WASHINGTON, DC. On Friday, May 5, 2006, Intelguardians (
www.intelguardians.com) announced the release of a free anti-spyware testing tool called Spycar. Spycar is a suite of programs designed to mimic spyware-like behavior, but in a benign form. "Intelguardians created Spycar so anyone could test the behavior-based defenses of an anti-spyware tool," said Ed Skoudis, co-founder and senior security analyst with Intelguardians.
Tom Liston of Intelguardians, the lead developer of Spycar, provided further detail, "Many anti-spyware tools focus on signature-based detection. That is, the vendor detects spyware by including thousands of signatures looking for specific sequences of bits on your hard drive or in memory. Behavior-based detection, another approach, lets anti-spyware stop malicious software based on its actions, not a specific set of signatures." Throughout early 2006, Intelguardians tested several enterprise anti-spyware tools, and found that their behavior-based defenses did not stop several spyware-like actions on a machine. "As long as no signature has been defined for a given piece of spyware, many anti-spyware tools offer virtually no protection," said Liston. Spycar allows individuals and organizations to evaluate their anti-spyware capabilities with a series of benign tests.
Every change made by Spycar is benign, designed simply to measure whether an anti-spyware tool can block or detect the change. Furthermore, Spycar includes a scorebot/clean-up application called TowTruck that measures how well an anti-spyware tool defended the system, and automatically undoes every alteration made by Spycar. Spycar, the name, is in homage to the venerable EICAR anti-virus file. The EICAR group (
www.eicar.org) created this file about a decade ago so that anyone could test their anti-virus solution to verify it was working. In honor of EICAR’s fine work, Intelguardians called its anti-spyware testing tool Spycar.

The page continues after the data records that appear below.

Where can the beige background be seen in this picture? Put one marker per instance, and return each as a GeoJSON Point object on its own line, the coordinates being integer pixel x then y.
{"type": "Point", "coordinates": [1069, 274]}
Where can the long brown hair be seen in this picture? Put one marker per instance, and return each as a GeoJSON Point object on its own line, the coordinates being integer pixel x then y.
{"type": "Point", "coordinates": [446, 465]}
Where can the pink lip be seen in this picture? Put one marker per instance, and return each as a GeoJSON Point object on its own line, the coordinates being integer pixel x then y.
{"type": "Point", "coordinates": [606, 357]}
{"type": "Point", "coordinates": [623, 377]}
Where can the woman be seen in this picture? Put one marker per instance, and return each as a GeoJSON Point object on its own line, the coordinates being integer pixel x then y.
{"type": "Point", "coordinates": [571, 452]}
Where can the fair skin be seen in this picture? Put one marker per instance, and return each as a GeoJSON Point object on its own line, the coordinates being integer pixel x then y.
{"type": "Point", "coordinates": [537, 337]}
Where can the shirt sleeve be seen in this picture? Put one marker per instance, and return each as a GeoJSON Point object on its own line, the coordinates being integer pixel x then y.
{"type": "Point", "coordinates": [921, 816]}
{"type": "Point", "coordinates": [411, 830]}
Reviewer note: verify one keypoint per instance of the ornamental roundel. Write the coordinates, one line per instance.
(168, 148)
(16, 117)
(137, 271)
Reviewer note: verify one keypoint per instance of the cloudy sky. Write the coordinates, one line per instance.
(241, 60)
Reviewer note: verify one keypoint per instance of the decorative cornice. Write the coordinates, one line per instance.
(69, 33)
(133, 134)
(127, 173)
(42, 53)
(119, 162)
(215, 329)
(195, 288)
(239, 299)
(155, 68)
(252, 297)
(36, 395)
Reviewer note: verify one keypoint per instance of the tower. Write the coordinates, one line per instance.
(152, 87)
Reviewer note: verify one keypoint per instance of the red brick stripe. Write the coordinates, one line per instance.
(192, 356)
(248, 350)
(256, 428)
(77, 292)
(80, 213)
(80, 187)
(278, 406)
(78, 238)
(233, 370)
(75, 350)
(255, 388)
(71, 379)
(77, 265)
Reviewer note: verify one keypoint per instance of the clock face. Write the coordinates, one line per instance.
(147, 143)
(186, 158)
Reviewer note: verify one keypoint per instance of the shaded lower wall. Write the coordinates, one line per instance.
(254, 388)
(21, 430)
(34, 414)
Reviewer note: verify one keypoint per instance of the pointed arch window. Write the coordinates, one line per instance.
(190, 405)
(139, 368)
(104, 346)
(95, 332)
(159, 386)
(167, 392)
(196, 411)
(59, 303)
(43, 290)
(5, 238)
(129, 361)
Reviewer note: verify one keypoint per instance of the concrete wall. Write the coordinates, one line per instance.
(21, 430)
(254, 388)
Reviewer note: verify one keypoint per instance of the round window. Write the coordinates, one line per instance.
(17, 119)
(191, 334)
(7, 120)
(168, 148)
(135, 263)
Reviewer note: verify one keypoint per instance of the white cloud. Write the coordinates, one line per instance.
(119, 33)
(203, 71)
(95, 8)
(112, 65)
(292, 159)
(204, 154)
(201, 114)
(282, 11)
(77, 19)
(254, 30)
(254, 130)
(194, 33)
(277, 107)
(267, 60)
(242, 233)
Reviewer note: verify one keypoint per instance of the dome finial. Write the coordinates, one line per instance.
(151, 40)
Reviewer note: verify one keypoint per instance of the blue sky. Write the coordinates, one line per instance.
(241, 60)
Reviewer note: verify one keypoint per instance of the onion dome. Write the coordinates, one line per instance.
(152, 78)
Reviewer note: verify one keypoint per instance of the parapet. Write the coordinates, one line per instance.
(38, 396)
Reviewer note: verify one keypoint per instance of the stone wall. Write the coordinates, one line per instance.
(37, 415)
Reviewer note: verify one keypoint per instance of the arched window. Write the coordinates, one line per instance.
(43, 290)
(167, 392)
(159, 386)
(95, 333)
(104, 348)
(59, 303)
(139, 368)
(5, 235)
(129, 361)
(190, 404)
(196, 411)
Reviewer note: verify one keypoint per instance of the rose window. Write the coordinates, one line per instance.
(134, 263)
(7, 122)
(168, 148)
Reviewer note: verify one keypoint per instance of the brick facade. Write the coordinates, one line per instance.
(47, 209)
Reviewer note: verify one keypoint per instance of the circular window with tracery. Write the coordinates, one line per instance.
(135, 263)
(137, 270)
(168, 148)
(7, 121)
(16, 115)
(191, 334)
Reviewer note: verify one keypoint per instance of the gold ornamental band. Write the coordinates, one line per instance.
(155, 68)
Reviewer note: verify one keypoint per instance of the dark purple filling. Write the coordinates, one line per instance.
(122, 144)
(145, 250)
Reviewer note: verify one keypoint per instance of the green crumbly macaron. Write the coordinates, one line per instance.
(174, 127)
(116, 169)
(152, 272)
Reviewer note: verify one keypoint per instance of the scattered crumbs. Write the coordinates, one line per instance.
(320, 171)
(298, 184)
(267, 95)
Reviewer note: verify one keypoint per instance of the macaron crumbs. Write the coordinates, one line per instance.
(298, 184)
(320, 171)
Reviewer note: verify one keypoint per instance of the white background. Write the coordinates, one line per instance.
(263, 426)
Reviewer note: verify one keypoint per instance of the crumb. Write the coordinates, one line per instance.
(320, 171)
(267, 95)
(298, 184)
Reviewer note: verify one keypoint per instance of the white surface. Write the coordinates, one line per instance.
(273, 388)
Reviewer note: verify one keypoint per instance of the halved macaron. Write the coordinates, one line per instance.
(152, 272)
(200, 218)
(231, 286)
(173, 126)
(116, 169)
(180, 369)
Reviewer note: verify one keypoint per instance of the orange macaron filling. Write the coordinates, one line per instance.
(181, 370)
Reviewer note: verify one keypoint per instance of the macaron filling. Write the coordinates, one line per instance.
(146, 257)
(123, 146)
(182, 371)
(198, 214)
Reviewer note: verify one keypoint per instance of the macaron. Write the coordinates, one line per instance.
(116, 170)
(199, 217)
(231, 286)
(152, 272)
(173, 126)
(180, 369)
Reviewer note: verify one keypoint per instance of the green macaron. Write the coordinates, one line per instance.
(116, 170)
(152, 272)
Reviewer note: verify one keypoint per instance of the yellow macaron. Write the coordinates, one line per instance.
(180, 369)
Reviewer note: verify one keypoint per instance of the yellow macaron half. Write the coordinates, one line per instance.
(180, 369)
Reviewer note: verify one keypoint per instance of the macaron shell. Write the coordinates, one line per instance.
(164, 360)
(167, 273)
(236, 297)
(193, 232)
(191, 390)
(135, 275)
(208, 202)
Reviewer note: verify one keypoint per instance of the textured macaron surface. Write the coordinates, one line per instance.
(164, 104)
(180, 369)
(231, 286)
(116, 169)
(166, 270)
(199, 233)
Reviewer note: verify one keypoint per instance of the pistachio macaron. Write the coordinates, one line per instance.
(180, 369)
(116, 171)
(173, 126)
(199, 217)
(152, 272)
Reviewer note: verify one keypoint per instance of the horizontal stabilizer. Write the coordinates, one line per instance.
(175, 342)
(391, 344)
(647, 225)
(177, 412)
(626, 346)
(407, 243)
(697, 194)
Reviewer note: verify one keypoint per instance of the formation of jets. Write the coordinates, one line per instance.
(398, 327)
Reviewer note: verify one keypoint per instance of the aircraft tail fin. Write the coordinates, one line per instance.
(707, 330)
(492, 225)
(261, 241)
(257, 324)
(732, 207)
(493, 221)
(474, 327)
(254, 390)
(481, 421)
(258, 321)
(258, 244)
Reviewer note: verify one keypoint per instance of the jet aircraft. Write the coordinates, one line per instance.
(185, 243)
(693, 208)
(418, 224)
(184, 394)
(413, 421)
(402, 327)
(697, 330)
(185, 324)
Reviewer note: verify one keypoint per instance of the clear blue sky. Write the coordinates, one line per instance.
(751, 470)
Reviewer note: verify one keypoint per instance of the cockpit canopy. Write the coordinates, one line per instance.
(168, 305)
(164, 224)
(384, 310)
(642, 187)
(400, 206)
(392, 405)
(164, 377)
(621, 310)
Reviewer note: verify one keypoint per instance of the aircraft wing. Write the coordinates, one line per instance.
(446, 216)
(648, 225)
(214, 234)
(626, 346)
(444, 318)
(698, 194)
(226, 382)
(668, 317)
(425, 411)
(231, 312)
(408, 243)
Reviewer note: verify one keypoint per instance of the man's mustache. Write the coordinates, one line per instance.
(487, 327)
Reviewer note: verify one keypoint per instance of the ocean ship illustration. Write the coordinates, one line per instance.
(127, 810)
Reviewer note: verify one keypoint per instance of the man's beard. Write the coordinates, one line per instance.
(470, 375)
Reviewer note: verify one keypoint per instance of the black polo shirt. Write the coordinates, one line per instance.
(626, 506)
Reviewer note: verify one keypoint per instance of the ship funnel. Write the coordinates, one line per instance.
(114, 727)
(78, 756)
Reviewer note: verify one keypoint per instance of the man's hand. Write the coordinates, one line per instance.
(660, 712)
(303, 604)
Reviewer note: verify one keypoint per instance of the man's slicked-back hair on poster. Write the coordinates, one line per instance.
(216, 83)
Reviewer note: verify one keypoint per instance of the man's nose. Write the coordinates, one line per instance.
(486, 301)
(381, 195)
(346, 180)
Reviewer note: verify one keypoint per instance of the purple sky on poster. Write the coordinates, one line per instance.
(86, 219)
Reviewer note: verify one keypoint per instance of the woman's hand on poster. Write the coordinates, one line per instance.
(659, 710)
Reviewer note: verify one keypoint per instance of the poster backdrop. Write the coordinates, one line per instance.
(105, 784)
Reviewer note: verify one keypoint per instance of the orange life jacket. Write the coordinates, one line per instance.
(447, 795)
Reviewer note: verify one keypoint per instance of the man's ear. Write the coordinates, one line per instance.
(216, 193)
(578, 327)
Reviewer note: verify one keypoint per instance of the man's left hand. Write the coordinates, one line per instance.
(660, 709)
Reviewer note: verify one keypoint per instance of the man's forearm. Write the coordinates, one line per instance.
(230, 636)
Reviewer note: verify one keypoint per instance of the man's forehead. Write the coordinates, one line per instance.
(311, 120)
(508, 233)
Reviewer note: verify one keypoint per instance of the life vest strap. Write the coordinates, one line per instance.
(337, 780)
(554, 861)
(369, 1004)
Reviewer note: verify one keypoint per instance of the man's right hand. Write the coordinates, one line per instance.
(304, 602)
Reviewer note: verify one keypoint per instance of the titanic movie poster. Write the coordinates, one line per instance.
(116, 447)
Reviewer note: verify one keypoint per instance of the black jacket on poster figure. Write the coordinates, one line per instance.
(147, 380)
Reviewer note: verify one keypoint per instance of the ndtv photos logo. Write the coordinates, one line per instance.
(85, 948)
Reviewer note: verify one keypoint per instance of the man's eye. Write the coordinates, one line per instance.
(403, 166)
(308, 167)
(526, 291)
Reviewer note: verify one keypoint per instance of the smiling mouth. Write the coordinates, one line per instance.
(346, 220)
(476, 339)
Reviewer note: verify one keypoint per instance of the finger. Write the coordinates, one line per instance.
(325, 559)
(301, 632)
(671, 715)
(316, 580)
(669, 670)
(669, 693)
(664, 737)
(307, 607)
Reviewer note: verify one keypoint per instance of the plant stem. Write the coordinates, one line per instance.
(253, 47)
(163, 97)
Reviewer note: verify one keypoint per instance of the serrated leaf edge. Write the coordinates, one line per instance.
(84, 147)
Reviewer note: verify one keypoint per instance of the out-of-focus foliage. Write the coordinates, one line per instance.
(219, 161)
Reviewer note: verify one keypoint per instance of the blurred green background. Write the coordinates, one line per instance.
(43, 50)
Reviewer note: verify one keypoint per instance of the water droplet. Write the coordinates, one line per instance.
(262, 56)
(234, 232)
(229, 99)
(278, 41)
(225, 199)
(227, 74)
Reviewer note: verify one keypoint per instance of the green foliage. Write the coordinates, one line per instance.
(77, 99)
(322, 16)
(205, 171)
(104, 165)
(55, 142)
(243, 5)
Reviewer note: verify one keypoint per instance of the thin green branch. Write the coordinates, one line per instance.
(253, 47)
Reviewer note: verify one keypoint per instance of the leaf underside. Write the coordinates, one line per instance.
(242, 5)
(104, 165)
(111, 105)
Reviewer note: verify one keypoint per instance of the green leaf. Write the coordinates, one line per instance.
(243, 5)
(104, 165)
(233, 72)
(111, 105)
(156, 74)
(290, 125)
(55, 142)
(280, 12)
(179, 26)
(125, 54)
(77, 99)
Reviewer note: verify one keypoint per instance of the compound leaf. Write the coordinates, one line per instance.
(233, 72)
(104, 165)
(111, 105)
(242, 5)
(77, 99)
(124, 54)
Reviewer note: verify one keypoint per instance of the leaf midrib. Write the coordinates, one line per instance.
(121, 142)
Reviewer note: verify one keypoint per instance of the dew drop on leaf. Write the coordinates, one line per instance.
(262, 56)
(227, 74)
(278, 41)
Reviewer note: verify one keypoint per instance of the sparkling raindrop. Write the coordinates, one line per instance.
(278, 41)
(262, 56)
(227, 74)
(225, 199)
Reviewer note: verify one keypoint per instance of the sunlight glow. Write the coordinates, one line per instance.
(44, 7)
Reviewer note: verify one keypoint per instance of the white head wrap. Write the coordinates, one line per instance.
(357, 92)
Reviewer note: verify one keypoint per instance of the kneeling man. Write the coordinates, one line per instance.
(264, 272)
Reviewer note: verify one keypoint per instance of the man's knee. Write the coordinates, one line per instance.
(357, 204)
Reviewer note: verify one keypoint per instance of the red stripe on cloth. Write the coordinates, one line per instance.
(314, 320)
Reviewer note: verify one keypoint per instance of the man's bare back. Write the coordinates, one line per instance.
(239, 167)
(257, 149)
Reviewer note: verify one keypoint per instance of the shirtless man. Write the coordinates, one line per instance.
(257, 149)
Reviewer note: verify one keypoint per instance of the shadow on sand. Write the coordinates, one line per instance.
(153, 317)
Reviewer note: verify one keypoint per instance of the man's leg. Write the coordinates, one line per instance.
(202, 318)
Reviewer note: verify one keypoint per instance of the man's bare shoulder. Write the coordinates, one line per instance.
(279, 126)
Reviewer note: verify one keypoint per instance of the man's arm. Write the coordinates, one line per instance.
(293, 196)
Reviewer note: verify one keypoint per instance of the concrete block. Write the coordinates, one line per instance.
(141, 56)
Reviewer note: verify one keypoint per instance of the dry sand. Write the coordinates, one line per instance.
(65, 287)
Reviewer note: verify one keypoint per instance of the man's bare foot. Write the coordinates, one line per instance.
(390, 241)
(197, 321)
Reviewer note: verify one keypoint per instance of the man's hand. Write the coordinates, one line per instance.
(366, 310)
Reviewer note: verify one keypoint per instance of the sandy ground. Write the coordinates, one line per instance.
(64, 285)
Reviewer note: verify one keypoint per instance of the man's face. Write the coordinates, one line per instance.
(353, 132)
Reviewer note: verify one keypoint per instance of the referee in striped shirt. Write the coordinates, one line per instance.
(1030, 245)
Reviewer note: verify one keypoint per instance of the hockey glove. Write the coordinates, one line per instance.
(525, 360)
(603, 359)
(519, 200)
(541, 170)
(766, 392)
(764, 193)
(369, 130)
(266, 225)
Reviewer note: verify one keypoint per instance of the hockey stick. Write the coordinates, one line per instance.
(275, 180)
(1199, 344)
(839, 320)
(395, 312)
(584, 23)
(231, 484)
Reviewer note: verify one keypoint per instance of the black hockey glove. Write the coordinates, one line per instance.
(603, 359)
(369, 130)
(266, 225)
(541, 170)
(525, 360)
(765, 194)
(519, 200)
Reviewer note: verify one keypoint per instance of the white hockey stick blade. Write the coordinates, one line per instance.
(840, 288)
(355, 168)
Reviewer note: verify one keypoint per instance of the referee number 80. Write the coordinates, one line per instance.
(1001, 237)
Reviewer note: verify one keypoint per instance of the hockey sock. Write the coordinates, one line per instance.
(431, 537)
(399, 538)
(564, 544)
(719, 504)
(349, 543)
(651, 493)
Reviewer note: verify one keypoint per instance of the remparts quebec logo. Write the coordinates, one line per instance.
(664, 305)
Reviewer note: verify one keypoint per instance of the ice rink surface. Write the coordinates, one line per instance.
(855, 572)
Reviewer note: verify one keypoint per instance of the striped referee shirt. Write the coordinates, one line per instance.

Spycar can be downloaded for free at
www.spycar.org------
Intelguardians is a Maryland-based information security research and consulting firm. Founded in 2004, Intelguardians performs comprehensive assessments, architecture reviews, incident handling services, and digital forensics for organizations in the financial services, high-technology, legal, government, and military industries. Intelguardians Labs performs deep research on topics including spyware and bot-net malicious code, virtual machine environment security implications, and the interstitial points between software and hardware including drivers and firmware.